Menu
News
EkBis
New Economy
Kabar Finansial
Sport & Lifestyle
Kabar Sawit
Video
    Indeks
      About Us
        Social Media

        Menanti Taji Moneter Mengungkit Perekonomian

        Menanti Taji Moneter Mengungkit Perekonomian Kredit Foto: Sufri Yuliardi
        Warta Ekonomi, Jakarta -

        Kebijakan moneter kerap kali diumpamakan sebagai kebijakan dalam "kotak hitam" atau "misteri" karena kompleksitasnya dalam menyalurkan manfaat ke kegiatan perekonomian.

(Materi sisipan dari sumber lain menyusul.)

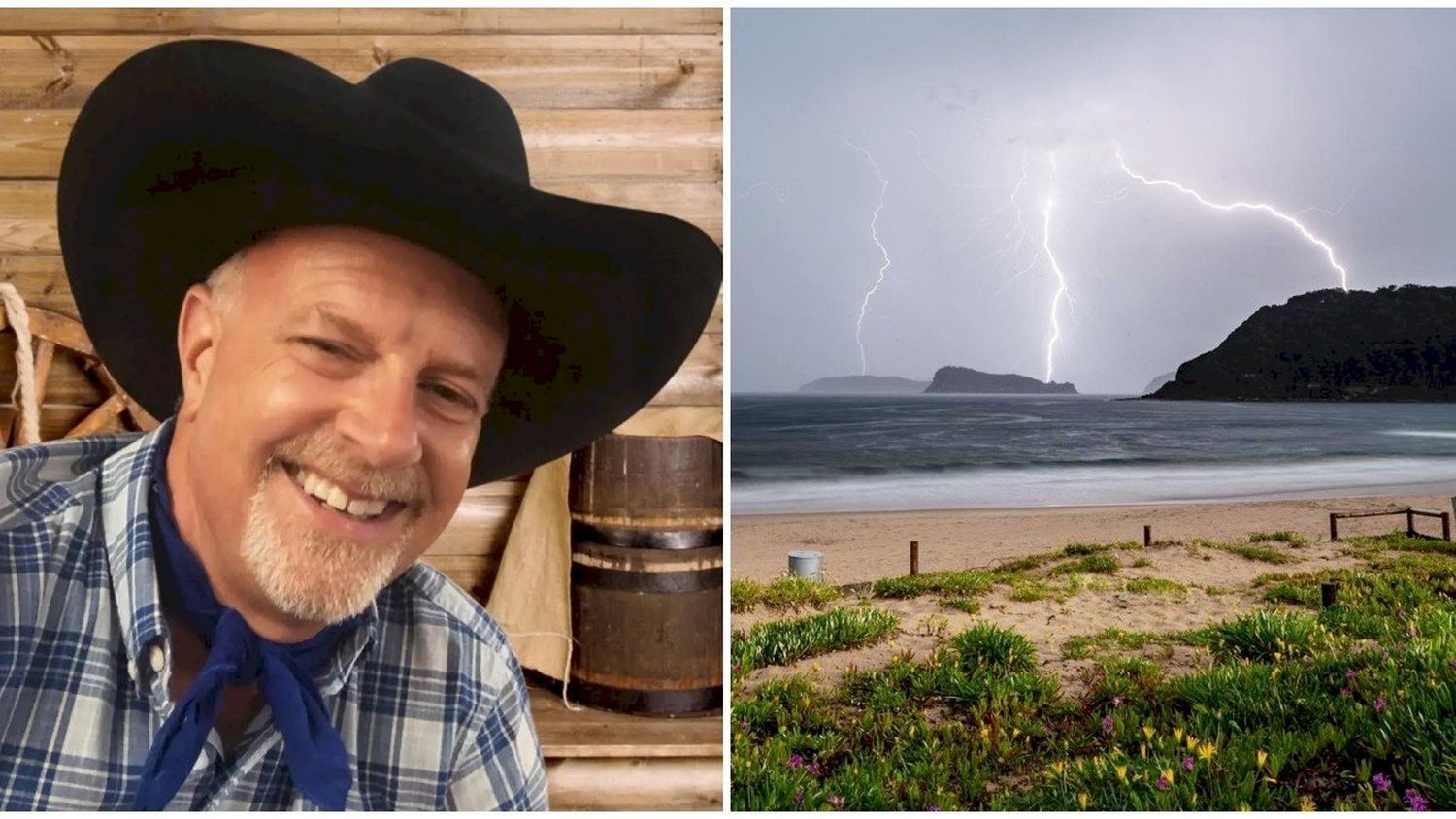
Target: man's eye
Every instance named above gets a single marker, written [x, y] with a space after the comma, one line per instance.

        Ketika bank sentral menaikkan atau menurunkan instrumen kebijakan moneter seperti suku bunga acuan, manfaatnya perlu melewati berbagai variabel terlebih dahulu seperti suku bunga bank, saluran kredit, harga aset, nilai tukar dan ekspektasi, hingga menuju sasaran akhir yakni inflasi yang terkendali.

        Kegiatan ekonomi di dunia yang saling terkait telah membuktikan bahwa pergerakan kebijakan moneter sebuah bank sentral akan sangat mempengaruhi aktivitas ekonomi.

        Awal 2015, ketika Gubernur Bank Sentral Amerika Serikat The Federal Reserve Jannet Yellen melontarkan sinyal untuk menaikkan suku bunga acuan (Fed Fund Rate) setelah ekonomi AS membaik, pasar keuangan global termasuk Indonesia langsung bereaksi.

        Ketidakpastian kenaikan suku bunga The Fed menimbulkan gejolak di pasar keuangan global. Negara-negara "emerging market" yang selama ini "ketiban rezeki" karena arus dana segar dari AS harus bersiap akan kembalinya dana tersebut.

        Penyebabnya ekspektasi kenaikan suku bunga The Fed dan mulai pulihnya ekonomi AS. Harga saham di bursa Wall Street bergejolak. Dolar AS pun terus perkasa terhadap mata uang negara lain, termasuk rupiah.

        Ya, sinyal kebijakan dari bank sentral saja dapat memengaruhi peredaran uang, yang selanjutnya akan mempengaruhi variabel suku bunga, kredit, nilai tukar, serta berbagai variabel lainnya. Bank Indonesia (BI), sebagai otoritas moneter di Indonesia, menyebut hal ini sebagai transmisi kebijakan moneter.

        Pada tahun ini, BI menelurkan kebijakan besar dengan mengganti instrumen suku bunga acuan yang sudah berlaku selama 11 tahun, Bank Indonesia Rate (BI Rate), menjadi BI "7-Day Reverse Repo Rate".

        7-Day Reverse Repo Rate merupakan transaksi pembelian bersyarat surat berharga oleh bank kepada BI dengan kewajiban penjualan kembali sesuai dengan harga dan jangka waktu yang disepakati.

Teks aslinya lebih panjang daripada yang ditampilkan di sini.